3. Vancouver Winter Olympic Games
Less than a week after Super Bowl XLIV, 5,500 athletes from more than 80 countries will descend on Vancouver for the Winter Olympics. Total cost of the Games is $1.76 billion, up from $1.58 billion for the 2006 Games in Turin, Italy.
The Vancouver Organizing Committee received more than $345 million in requests for tickets to the Games in sales Phase One alone; Canadians requested about four and a half times the value of tickets as the first phase of ticketing ($75 million) for the Salt Lake City 2002 Olympic Winter Games, the most recent Olympics held in North America.
Then again, we didn't have Stephen Colbert and the support of Colbert Nation in those days.

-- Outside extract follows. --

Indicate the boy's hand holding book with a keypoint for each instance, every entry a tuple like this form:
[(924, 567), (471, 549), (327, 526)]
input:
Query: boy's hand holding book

NBC Universal also reports it expects to lose about $200 million on the Vancouver Olympic Games. The network likely would have posted an operating profit in 2010 if not for poor Olympic ad sales.
2. American Needle Lawsuit
What started as a simple case of licensing rights is heading to the Supreme Court. American Needle v. National Football League could lead to sweeping changes in pro sports. At the center of the debate is whether the NFL is a single entity or a group of 32 separate businesses.
The case began in December 2004 when American Needle filed an antitrust suit against the NFL, claiming that the league was using its monopoly powers illegally to deprive the company of its share of the market for headgear bearing logos of NFL teams. The NFL won; American Needle then filed a request for review to the U.S. Supreme Court, in response to which the NFL asked for "total immunity from all forms of antitrust scrutiny"…that would then also apply to MLB, the NBA, and the NHL.
A Supreme Court decision is expected in spring or early summer 2010.
1. World Cup South Africa
No sporting event captivates the globe quite like soccer's World Cup. Beginning June 11, the 2010 FIFA World Cup in South Africa will mark the first time that the tournament is hosted by an African nation. Total prize money is $420 million, with the winning country pocketing $30 million.
It will be interesting to observe how ESPN covers the world's biggest sporting event halfway across the globe, and whether the U.S. team's success, or failure, will continue to further the popularity of the sport in this country.